I think the final quote from Frank above, points to the specific usefulness of the Guidance, which states, “In the end, if designed carefully, implemented earnestly, and enforced fairly, a company’s compliance program—no matter how large or small the organization—will allow the company generally to prevent violations, detect those that do occur, and remediate them promptly and appropriately.” These three clauses point to Paul McNulty’s three maxims but the Microsoft response points to McNulty Maxim No. 3, “What did you do about it?
I have asked Paul what he meant by this which he broke down into two parts. The first part is did you investigate it thoroughly and did you remediate those factors which led to the underlying issue? As reported by Matthews, Palazzolo and Ovide “The allegations in China were also the subject of a 10-month internal investigation that Microsoft concluded in 2010, according to people briefed on the internal investigation. The probe, conducted by an outside law firm, found no evidence of wrongdoing, these people said.” As noted above, DOJ and SEC lawyers are now looking at these allegations, as well as those issues in Romania and Italy.

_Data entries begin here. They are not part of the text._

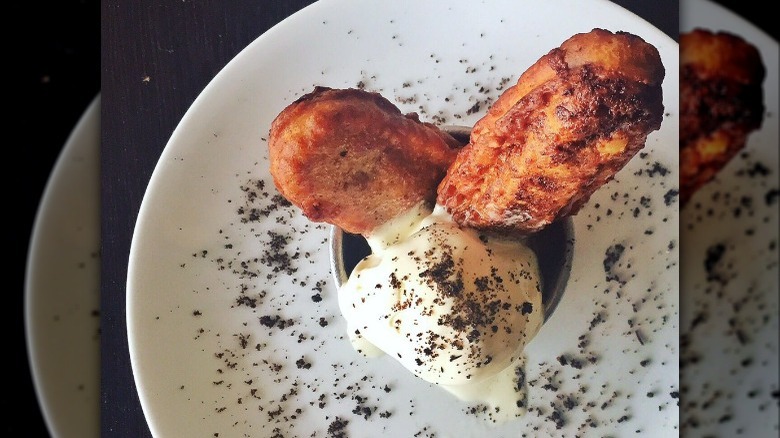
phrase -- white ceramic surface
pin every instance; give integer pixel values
(729, 282)
(62, 287)
(233, 320)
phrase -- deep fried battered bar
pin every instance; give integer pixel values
(721, 103)
(350, 158)
(572, 120)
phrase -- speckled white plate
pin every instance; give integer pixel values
(233, 320)
(729, 282)
(62, 287)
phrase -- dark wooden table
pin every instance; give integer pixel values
(157, 56)
(55, 74)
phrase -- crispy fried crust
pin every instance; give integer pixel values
(350, 158)
(721, 103)
(573, 120)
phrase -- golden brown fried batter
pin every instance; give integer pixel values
(573, 120)
(721, 103)
(350, 158)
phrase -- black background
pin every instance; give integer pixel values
(55, 55)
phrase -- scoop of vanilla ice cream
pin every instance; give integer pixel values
(450, 304)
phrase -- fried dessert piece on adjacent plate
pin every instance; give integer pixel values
(572, 121)
(350, 158)
(721, 103)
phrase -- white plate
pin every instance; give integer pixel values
(205, 284)
(62, 286)
(729, 317)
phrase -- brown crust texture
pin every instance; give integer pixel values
(350, 158)
(572, 120)
(721, 103)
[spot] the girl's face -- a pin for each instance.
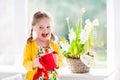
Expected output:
(43, 29)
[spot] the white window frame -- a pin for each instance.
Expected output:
(110, 34)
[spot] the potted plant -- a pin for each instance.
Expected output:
(77, 49)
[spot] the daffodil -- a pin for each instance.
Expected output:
(79, 39)
(83, 36)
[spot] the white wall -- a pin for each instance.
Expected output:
(117, 37)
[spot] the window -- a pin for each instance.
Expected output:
(62, 9)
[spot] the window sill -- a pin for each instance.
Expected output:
(63, 73)
(93, 74)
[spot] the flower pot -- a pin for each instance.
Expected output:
(77, 66)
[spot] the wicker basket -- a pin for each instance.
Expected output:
(77, 66)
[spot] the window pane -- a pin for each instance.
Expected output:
(71, 8)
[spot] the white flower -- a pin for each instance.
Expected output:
(72, 35)
(87, 60)
(83, 36)
(96, 22)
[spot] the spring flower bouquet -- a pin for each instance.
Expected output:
(79, 44)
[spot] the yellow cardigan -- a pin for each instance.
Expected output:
(31, 49)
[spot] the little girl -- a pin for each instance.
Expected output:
(35, 48)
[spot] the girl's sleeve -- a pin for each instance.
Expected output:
(60, 61)
(27, 59)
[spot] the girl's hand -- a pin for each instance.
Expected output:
(36, 63)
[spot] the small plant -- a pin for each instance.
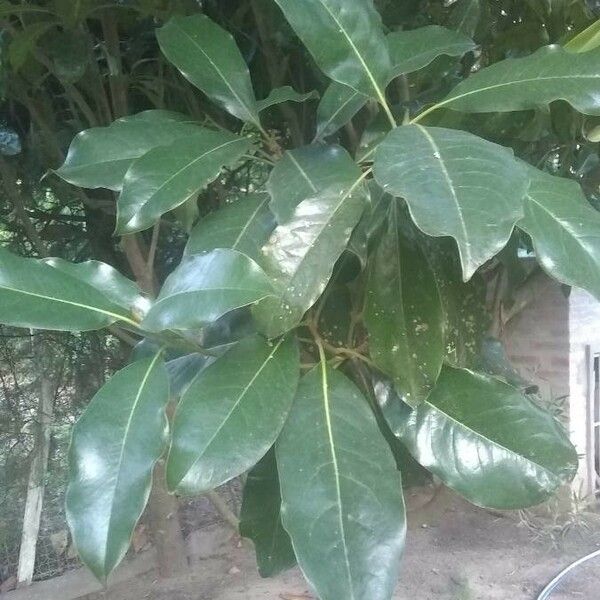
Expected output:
(327, 320)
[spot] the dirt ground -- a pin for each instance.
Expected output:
(453, 552)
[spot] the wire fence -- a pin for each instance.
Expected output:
(55, 554)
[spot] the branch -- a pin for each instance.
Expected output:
(9, 179)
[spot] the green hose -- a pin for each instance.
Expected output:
(554, 583)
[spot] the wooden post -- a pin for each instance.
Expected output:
(37, 475)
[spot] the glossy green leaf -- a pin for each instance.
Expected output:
(465, 17)
(204, 287)
(346, 40)
(337, 107)
(10, 142)
(305, 172)
(466, 320)
(101, 156)
(403, 313)
(183, 370)
(588, 39)
(244, 225)
(410, 51)
(488, 441)
(514, 84)
(565, 230)
(168, 176)
(301, 254)
(373, 134)
(455, 184)
(35, 294)
(231, 414)
(208, 57)
(342, 497)
(285, 94)
(260, 518)
(415, 49)
(107, 280)
(385, 395)
(365, 233)
(494, 360)
(114, 448)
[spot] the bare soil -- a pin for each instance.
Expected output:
(454, 552)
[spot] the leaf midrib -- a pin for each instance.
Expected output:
(122, 452)
(556, 219)
(116, 316)
(334, 462)
(438, 156)
(241, 396)
(512, 83)
(370, 75)
(220, 74)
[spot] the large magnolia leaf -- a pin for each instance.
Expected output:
(301, 254)
(466, 320)
(168, 176)
(549, 74)
(231, 414)
(414, 50)
(346, 40)
(337, 107)
(285, 94)
(486, 440)
(115, 446)
(409, 51)
(403, 313)
(107, 280)
(101, 156)
(565, 230)
(244, 225)
(260, 518)
(342, 497)
(33, 293)
(208, 57)
(456, 184)
(204, 287)
(304, 172)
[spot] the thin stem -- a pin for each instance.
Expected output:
(222, 508)
(152, 250)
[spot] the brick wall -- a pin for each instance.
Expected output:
(584, 326)
(547, 343)
(537, 339)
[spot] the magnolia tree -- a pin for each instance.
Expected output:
(344, 295)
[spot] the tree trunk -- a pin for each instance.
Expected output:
(163, 517)
(165, 529)
(37, 475)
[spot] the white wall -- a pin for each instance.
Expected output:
(584, 329)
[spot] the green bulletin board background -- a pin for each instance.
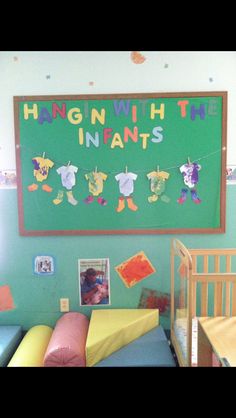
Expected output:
(198, 134)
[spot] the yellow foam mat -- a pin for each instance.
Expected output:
(112, 329)
(31, 351)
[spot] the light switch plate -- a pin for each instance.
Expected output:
(64, 305)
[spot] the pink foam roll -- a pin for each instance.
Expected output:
(66, 347)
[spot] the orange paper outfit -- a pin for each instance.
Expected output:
(41, 167)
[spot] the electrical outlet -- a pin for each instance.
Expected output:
(64, 305)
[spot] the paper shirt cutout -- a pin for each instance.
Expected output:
(135, 269)
(137, 58)
(6, 300)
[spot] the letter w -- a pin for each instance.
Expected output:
(121, 106)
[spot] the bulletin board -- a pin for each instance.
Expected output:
(150, 163)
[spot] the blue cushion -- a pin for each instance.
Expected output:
(150, 350)
(10, 337)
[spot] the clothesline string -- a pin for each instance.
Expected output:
(85, 169)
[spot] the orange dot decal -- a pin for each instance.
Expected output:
(137, 57)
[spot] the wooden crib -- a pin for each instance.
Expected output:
(203, 283)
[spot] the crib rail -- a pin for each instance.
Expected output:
(208, 272)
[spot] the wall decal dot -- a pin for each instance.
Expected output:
(137, 57)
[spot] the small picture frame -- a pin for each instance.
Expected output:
(44, 265)
(94, 282)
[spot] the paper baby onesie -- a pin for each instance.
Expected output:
(190, 177)
(67, 173)
(126, 187)
(158, 186)
(95, 182)
(41, 169)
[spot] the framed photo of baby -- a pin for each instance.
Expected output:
(94, 282)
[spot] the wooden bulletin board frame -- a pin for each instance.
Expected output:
(118, 133)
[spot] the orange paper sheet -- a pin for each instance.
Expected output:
(135, 269)
(6, 300)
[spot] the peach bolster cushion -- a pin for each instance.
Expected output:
(67, 344)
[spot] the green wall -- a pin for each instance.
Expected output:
(37, 298)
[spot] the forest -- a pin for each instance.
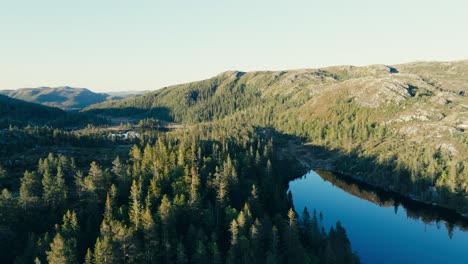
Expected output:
(214, 193)
(327, 108)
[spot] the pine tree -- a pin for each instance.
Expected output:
(104, 251)
(30, 190)
(60, 253)
(135, 206)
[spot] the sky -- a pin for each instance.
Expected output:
(123, 45)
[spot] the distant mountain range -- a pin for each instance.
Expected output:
(65, 97)
(407, 122)
(14, 111)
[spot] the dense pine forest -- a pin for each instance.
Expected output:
(378, 123)
(213, 193)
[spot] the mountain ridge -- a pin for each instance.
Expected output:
(411, 119)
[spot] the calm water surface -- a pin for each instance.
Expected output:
(382, 228)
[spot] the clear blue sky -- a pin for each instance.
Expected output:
(136, 45)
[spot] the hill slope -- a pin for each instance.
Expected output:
(18, 111)
(67, 98)
(401, 127)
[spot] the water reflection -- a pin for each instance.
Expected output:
(384, 227)
(428, 214)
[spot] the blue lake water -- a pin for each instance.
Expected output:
(382, 229)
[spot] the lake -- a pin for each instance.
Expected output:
(383, 227)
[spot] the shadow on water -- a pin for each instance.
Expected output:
(415, 210)
(368, 178)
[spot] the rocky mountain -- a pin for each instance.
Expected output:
(407, 122)
(67, 98)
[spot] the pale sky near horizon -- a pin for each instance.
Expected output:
(117, 45)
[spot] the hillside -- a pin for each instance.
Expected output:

The second part is what remediation did you do? At this point it is not clear what remediation, if any, will be appropriate so we may have to leave that prong open at this time. However, there is one other matter brought up by the Guidance that is certainly raised in the context of this Microsoft matter that should be looked at. It is government involvement. One of the nine factors listed in the US Sentencing Guidelines state, “the corporation’s timely and voluntary disclosure of wrongdoing and its willingness to cooperate in the investigation of its agents”. Further, the Guidance makes clear throughout that a company benefits from self-disclosing and cooperating with the government. While it is not clear if Microsoft self-disclosed anything back in 2010 when it conducted its internal investigation, it does appear that it is cooperating with the DOJ and SEC at this time.
While several commentators have pointed to this Microsoft matter as an example of how difficult it might be to do business in full compliance with the US Foreign Corrupt Practices Act (FCPA) all the time, I draw a different lesson from this matter. I believe that an aggressive approach to McNulty Maxim No. 3 shows that it is not about how hard it is to do business internationally, or that the FCPA is too difficult to follow; but it is the strength of your compliance program and your response to allegations which should be the determinative factor for compliance. I think McNulty’s advice was good when I initially heard and I think it is good now. Moreover, it is a part of the FCPA Guidance which shows it is not just how McNulty might think through these issues but how the DOJ and SEC do so as well.